Love blossoms between the eldest daughter Esther(Alice Izaak) and Victor(Kevin Janssens) the mercenary the family’s patriarch Edmond(Bruno Todeschini) hires to reach his family to safety. This is a film about a craggy journey along an unpredictable dangerous route filled with blazing guns and perilous roadblocks.
The director transforms the rugged adventure story into something deep-rooted and tender, spirited and supple.As the confident narrative moves forward the focus shifts completely to the ladies until we reach a point when there are no men around to protect these beautiful women and they must take to the gun themselves.
A plot never shorn of surprises, a cast that seems to belong to the remote past and some of the most lucid photography(by Christophe Duchange) seen in recent cinema(how evocative the landscape would look on the big screen!) constitute a semi-epic that misses being an outstanding work because of its superficial view of the historic events that are microscoped in the fictional world that the writer-director David Perrault constructs so diligently .
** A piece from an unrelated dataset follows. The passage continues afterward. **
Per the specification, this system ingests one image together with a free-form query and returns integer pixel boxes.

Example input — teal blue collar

Alas the narrative doesn’t dig its heels deep enough .Eventually for all its strikingly staged drama(one sequence of the family negotiating a potentially lethal abyss is heartstopping) Savage State remains more remarkable for what it attempts than what it achieves. The plot is over-burdened with drama, some of it totally uncalled-for. That whole subplot about a female bandit (Kate Moran) chasing down the fleeing French family, is far from welcome. The dynamics within the family—the relationship among the three sisters and between the patriarch’s wife(Constance Dollé) and mistress(Armelle Abibou)—are far more controlled and compelling.
The performances are uniformly convincing, though none of these actors are aiming for an Oscar.The film is worth watching for recreating the tumult of the Civil War in a tone that is forever civil and never savage.